Research Shows Rare Parasitic Disease Amebiasis Is Spread By Gay Sex Between HIV Positive Men
A Taiwanese researcher, Chieng-Ching Hung has received a doctorate from the University of Antwerp and the Institute of Tropical Medicine Antwerp after identifying a rare parasitic disease, usually only transmitted by contaminated water, can also be transmitted by gay sex between HIV-positive men.
Currently Amebiasis, an infection with the single-celled amoeba Entamoebia histolytica, is very rarely seen in the industrial world due to the disease only being prevalent where the amoeba is endemic, and where hygiene is substandard, but does have a potential to spread in what is an ever more mobile world.
Only becoming dangerous when the amoeba affects the intestinal lining, the resulting condition is bloody diarrhoea, and if it’s able to enter the blood stream can lead to the possibility of, amongst other things, liver abscesses. The current snnual death rate from the disease currently stands at around 70,000 worldwide a year.
Until Hung’s ground breaking findings, physicians had been aware that the disease seemed more prevalent in HIV-positive male homosexuals, but couldn’t form any concrete evidence due to the small numbers, and the unreliability of the classical diagnostic test (that of inspecting stools under the microscope. Hung, however, has gained more conclusive evidence by moving from these relatively simple tests and using molecular techniques instead, something allowing him to precisely pinpoint the amoeba, and in turn see which were more closely related – i.e. who got the infection from who.
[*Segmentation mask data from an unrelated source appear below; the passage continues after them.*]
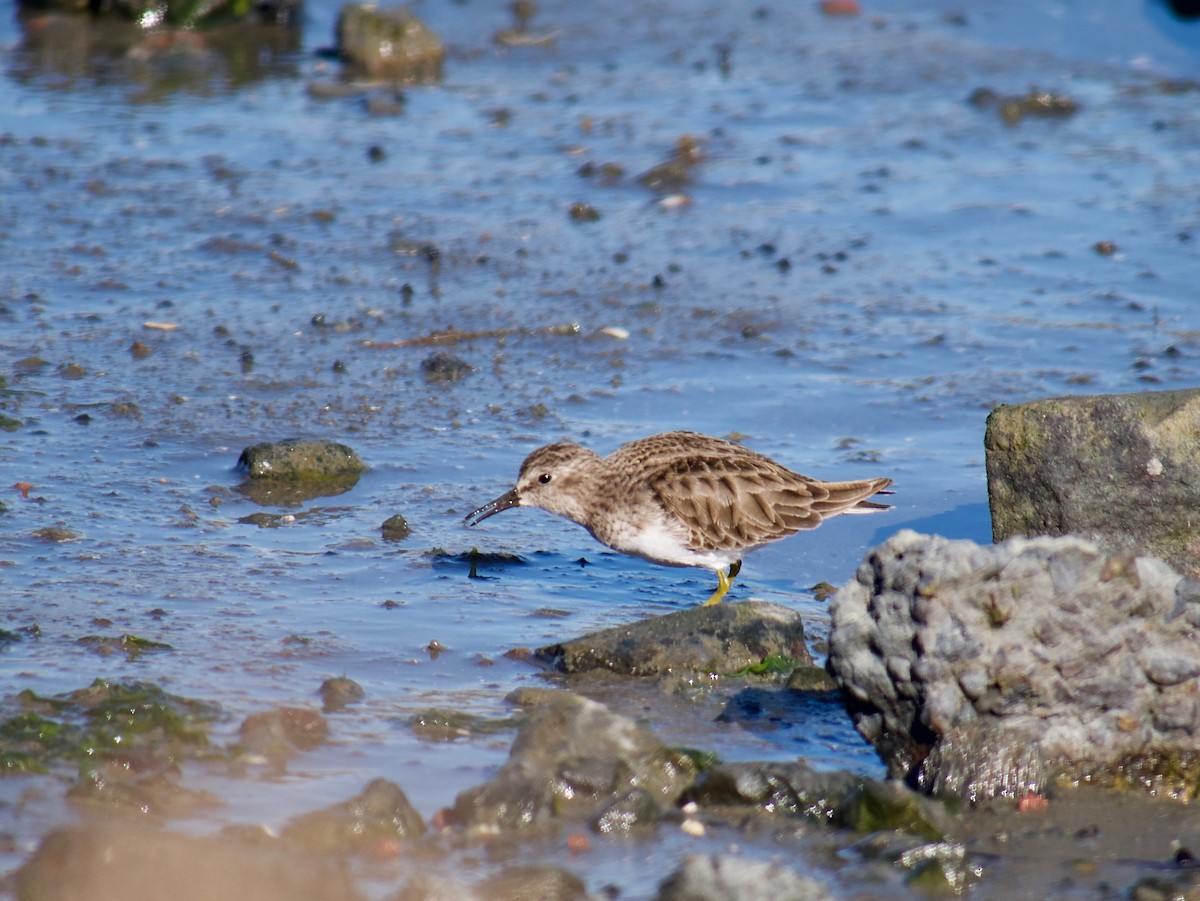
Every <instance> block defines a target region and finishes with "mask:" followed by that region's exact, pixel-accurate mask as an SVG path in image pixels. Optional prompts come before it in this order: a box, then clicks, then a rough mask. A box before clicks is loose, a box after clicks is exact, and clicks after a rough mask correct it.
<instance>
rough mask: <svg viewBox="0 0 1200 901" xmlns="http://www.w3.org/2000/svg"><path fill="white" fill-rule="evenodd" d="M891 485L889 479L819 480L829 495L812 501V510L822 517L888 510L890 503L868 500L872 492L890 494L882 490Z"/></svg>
mask: <svg viewBox="0 0 1200 901" xmlns="http://www.w3.org/2000/svg"><path fill="white" fill-rule="evenodd" d="M889 485H892V480H890V479H859V480H857V481H853V482H821V487H822V488H824V489H826V491H827V492H829V495H828V497H826V498H822V499H820V500H814V501H812V510H814V511H816V512H818V513H821V516H823V517H830V516H836V515H838V513H877V512H880V511H881V510H890V509H892V505H890V504H880V503H878V501H875V500H868V498H870V497H871V495H872V494H890V493H892V492H890V491H884V489H886V488H887V487H888V486H889Z"/></svg>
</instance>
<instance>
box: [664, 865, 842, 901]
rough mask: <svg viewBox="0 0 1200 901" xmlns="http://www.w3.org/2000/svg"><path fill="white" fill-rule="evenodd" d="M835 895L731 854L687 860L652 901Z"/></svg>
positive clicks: (803, 882) (797, 874)
mask: <svg viewBox="0 0 1200 901" xmlns="http://www.w3.org/2000/svg"><path fill="white" fill-rule="evenodd" d="M833 897H834V894H833V893H832V891H830V890H829V888H828V887H827V885H826V884H824V883H821V882H817V881H816V879H814V878H811V877H809V876H803V875H800V873H798V872H796V871H794V870H791V869H788V867H786V866H784V865H782V864H778V863H773V861H767V860H749V859H746V858H740V857H734V855H732V854H720V855H719V854H709V855H702V857H701V855H697V857H689V858H686V859H685V860H684V861H683V864H680V866H679V867H678V869H677V870H676V871H674V872H673V873H671V876H668V877H667V878H666V879H665V881H664V882H662V884H661V885H660V887H659V894H658V895H656V897H655V901H827V900H829V899H833Z"/></svg>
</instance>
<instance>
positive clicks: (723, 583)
mask: <svg viewBox="0 0 1200 901" xmlns="http://www.w3.org/2000/svg"><path fill="white" fill-rule="evenodd" d="M740 571H742V560H734V561H733V564H732V565H731V566H730V575H727V576H726V575H725V570H718V571H716V590H715V591H713V596H712V597H709V599H708V600H707V601H704V603H703V606H704V607H708V606H710V605H714V603H720V602H721V599H722V597H724V596H725V593H726V591H728V590H730V585H732V584H733V577H734V576H737V575H738V573H739V572H740Z"/></svg>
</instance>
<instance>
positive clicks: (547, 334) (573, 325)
mask: <svg viewBox="0 0 1200 901" xmlns="http://www.w3.org/2000/svg"><path fill="white" fill-rule="evenodd" d="M580 331H581V330H580V326H578V325H577V324H576V323H568V324H565V325H546V326H542V328H540V329H524V328H512V329H474V330H470V331H463V330H462V329H443V330H442V331H434V332H431V334H430V335H422V336H421V337H419V338H397V340H396V341H370V340H368V341H364V342H362V347H367V348H373V349H376V350H386V349H390V348H398V347H434V346H439V344H457V343H458V342H460V341H476V340H479V338H504V337H508V336H509V335H564V336H569V335H578V334H580Z"/></svg>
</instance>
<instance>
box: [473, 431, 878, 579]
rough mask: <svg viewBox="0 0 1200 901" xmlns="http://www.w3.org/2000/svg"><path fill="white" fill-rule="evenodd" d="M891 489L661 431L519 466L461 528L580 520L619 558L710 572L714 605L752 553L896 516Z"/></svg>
mask: <svg viewBox="0 0 1200 901" xmlns="http://www.w3.org/2000/svg"><path fill="white" fill-rule="evenodd" d="M889 485H892V480H890V479H883V477H880V479H857V480H854V481H846V482H823V481H820V480H818V479H810V477H809V476H806V475H800V474H799V473H793V471H792V470H791V469H787V468H786V467H782V465H780V464H779V463H776V462H775V461H773V459H772V458H770V457H764V456H763V455H762V453H755V452H754V451H751V450H746V449H745V448H743V446H740V445H738V444H732V443H730V442H726V440H722V439H720V438H712V437H710V436H707V434H698V433H696V432H664V433H662V434H654V436H650V437H648V438H640V439H637V440H636V442H630V443H629V444H625V445H622V446H620V448H618V449H617V450H616V451H613V452H612V453H610V455H608V456H607V457H601V456H599V455H598V453H595V452H594V451H590V450H588V449H587V448H582V446H580V445H578V444H571V443H570V442H559V443H557V444H547V445H546V446H544V448H539V449H538V450H535V451H534V452H533V453H530V455H529V456H528V457H526V461H524V463H522V464H521V473H520V474H518V475H517V483H516V487H514V488H512V489H510V491H508V492H505V493H504V494H502V495H500V497H498V498H497V499H496V500H493V501H492V503H490V504H485V505H484V506H481V507H479V509H478V510H475V511H473V512H472V513H470V515H469V516H467V518H466V519H464V522H466V523H467V524H468V525H475V524H476V523H480V522H482V521H484V519H486V518H487V517H488V516H492V515H493V513H498V512H500V511H502V510H508V509H509V507H512V506H539V507H541V509H542V510H548V511H550V512H552V513H558V515H559V516H565V517H566V518H568V519H571V521H572V522H577V523H578V524H580V525H582V527H583V528H584V529H587V530H588V531H590V533H592V535H593V536H594V537H595V539H596V540H598V541H600V542H602V543H605V545H607V546H608V547H611V548H612V549H614V551H620V552H622V553H626V554H635V555H637V557H642V558H644V559H647V560H650V561H653V563H661V564H664V565H667V566H702V567H704V569H710V570H713V571H714V572H716V581H718V585H716V590H715V591H714V593H713V596H712V597H709V599H708V600H707V601H706V602H704V603H716V602H718V601H720V600H721V597H724V596H725V593H726V591H728V590H730V584H731V581H732V579H733V577H734V576H737V573H738V570H740V569H742V558H743V557H744V555H745V554H746V553H749V552H750V551H754V549H756V548H760V547H763V546H764V545H769V543H770V542H772V541H778V540H780V539H784V537H787V536H788V535H793V534H796V533H797V531H802V530H804V529H815V528H816V527H817V525H820V524H821V523H822V522H824V521H826V519H828V518H829V517H830V516H838V515H839V513H875V512H880V511H882V510H889V509H890V506H889V505H888V504H880V503H877V501H874V500H870V498H871V497H872V495H874V494H878V493H884V494H887V493H889V492H887V491H884V489H886V488H887V487H888V486H889Z"/></svg>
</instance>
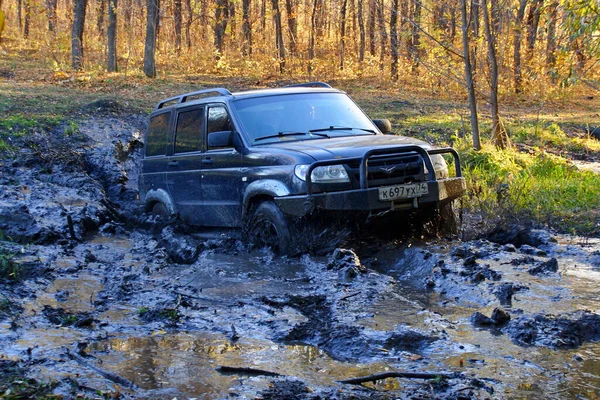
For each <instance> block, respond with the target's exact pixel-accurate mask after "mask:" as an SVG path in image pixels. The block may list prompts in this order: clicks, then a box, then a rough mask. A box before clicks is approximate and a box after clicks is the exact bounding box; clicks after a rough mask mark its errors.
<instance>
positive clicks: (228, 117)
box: [208, 106, 233, 134]
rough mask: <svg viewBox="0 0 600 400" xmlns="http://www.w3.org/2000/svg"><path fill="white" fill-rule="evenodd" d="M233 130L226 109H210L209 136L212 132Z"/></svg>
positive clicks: (216, 106)
mask: <svg viewBox="0 0 600 400" xmlns="http://www.w3.org/2000/svg"><path fill="white" fill-rule="evenodd" d="M232 130H233V125H232V124H231V119H229V114H227V109H226V108H225V107H223V106H212V107H210V108H209V109H208V134H210V133H211V132H219V131H232Z"/></svg>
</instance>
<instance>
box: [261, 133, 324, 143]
mask: <svg viewBox="0 0 600 400" xmlns="http://www.w3.org/2000/svg"><path fill="white" fill-rule="evenodd" d="M313 134H314V135H316V136H321V137H329V135H327V134H326V133H314V132H313V131H308V132H300V131H282V132H277V134H276V135H268V136H263V137H259V138H256V139H254V141H255V142H258V141H259V140H264V139H273V138H280V137H284V136H303V135H313Z"/></svg>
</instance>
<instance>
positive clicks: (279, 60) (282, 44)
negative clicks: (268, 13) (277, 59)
mask: <svg viewBox="0 0 600 400" xmlns="http://www.w3.org/2000/svg"><path fill="white" fill-rule="evenodd" d="M271 4H272V6H273V19H274V20H275V42H276V46H277V51H278V53H279V73H281V74H283V73H284V72H285V46H284V44H283V28H282V27H281V12H280V11H279V0H271Z"/></svg>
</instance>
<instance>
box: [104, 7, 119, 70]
mask: <svg viewBox="0 0 600 400" xmlns="http://www.w3.org/2000/svg"><path fill="white" fill-rule="evenodd" d="M106 34H107V39H108V46H107V47H108V68H107V69H108V72H117V71H118V68H117V0H108V29H107V31H106Z"/></svg>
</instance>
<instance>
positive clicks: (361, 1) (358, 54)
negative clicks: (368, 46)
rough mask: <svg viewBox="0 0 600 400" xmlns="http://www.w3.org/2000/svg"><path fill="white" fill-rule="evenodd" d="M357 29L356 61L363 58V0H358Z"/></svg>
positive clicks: (364, 28)
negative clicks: (357, 25) (357, 57)
mask: <svg viewBox="0 0 600 400" xmlns="http://www.w3.org/2000/svg"><path fill="white" fill-rule="evenodd" d="M357 12H358V29H359V30H360V41H359V45H358V61H359V62H363V61H364V59H365V21H364V18H363V17H364V16H363V0H358V11H357Z"/></svg>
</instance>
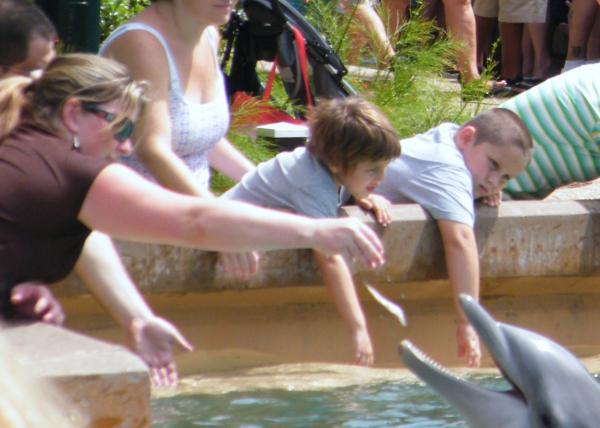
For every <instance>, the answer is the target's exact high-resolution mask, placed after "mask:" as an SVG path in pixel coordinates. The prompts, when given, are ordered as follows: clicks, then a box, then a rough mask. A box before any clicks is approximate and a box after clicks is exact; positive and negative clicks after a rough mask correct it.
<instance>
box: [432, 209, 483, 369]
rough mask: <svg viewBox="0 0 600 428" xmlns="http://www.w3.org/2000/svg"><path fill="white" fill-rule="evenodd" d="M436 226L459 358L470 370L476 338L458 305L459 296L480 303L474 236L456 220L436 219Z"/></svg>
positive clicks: (477, 265)
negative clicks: (461, 294) (441, 252)
mask: <svg viewBox="0 0 600 428" xmlns="http://www.w3.org/2000/svg"><path fill="white" fill-rule="evenodd" d="M438 226H439V228H440V233H441V235H442V241H443V245H444V253H445V255H446V263H447V267H448V278H449V280H450V285H451V286H452V293H453V298H454V304H455V306H456V308H457V311H458V315H459V318H458V325H457V331H456V337H457V341H458V355H459V356H461V357H462V356H465V355H466V357H467V364H468V365H469V367H479V365H480V364H481V348H480V346H479V338H478V337H477V334H476V333H475V330H474V329H473V327H472V326H471V325H470V324H469V323H468V321H467V318H466V316H465V314H464V313H463V311H462V309H461V308H460V305H459V304H458V295H459V294H460V293H466V294H468V295H469V296H472V297H473V298H474V299H475V300H479V253H478V250H477V243H476V241H475V233H474V231H473V228H472V227H470V226H467V225H466V224H463V223H458V222H455V221H449V220H438Z"/></svg>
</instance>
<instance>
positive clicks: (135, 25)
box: [100, 22, 229, 189]
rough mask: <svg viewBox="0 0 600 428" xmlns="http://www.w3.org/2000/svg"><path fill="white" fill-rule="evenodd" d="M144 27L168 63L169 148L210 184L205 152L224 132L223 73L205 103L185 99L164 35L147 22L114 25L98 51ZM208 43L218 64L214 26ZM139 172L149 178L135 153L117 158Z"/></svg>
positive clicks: (207, 30) (216, 141)
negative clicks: (170, 119)
mask: <svg viewBox="0 0 600 428" xmlns="http://www.w3.org/2000/svg"><path fill="white" fill-rule="evenodd" d="M136 30H141V31H146V32H148V33H150V34H152V35H153V36H154V37H156V39H158V41H159V42H160V43H161V45H162V47H163V49H164V50H165V54H166V56H167V60H168V63H169V76H170V83H169V117H170V119H171V145H172V148H173V151H174V152H175V154H177V156H179V157H180V158H181V159H183V161H184V162H185V163H186V165H187V166H188V167H189V168H190V170H191V171H192V173H193V174H194V176H195V177H196V179H197V180H198V183H199V185H200V186H202V188H203V189H208V188H209V185H210V167H209V163H208V154H209V153H210V151H211V150H212V148H213V147H214V146H215V144H217V142H219V140H220V139H221V138H223V137H224V136H225V134H226V133H227V129H228V128H229V104H228V103H227V97H226V95H225V85H224V79H223V74H222V72H221V71H220V70H219V72H218V73H219V76H218V78H217V85H218V88H217V91H216V93H217V96H216V98H215V99H213V100H212V101H209V102H207V103H198V102H194V101H190V100H188V99H187V98H186V97H185V95H184V93H183V91H182V89H181V84H180V81H179V74H178V72H177V67H176V65H175V61H174V59H173V56H172V54H171V51H170V49H169V46H168V44H167V42H166V40H165V39H164V37H163V36H162V35H161V34H160V33H159V32H158V31H156V30H155V29H154V28H152V27H150V26H149V25H146V24H142V23H137V22H136V23H128V24H124V25H122V26H120V27H119V28H117V29H116V30H115V31H114V32H113V33H112V34H111V35H110V36H109V37H108V38H107V39H106V41H105V42H104V43H103V44H102V46H101V47H100V54H102V53H103V52H104V51H105V50H106V48H107V47H108V45H110V44H111V43H112V42H113V41H114V40H115V39H116V38H117V37H119V36H121V35H123V34H125V33H126V32H128V31H136ZM206 31H207V32H208V33H207V35H208V36H209V41H210V45H211V47H212V50H213V54H214V60H215V64H218V57H217V54H218V33H217V30H216V28H214V27H209V28H207V30H206ZM120 162H122V163H123V164H125V165H128V166H130V167H132V168H133V169H135V170H136V171H138V172H140V173H141V174H142V175H144V176H145V177H146V178H150V179H152V175H151V174H150V172H149V171H148V170H147V169H146V168H145V167H144V166H143V165H142V163H141V162H140V161H139V160H138V159H137V156H136V155H135V153H133V154H132V155H131V156H128V157H123V158H121V159H120Z"/></svg>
And it was this that was able to show the connection to gay sex between HIV positive men, with the findings showing Taiwan seropositive (HIV infected) gay men were more often affected by the amoeba than not only the general healthy population. but also seropositive heterosexuals,with men from different regions also tending to be infected by closely related amoebas, something attributed to homosexual (oral-anal) contact.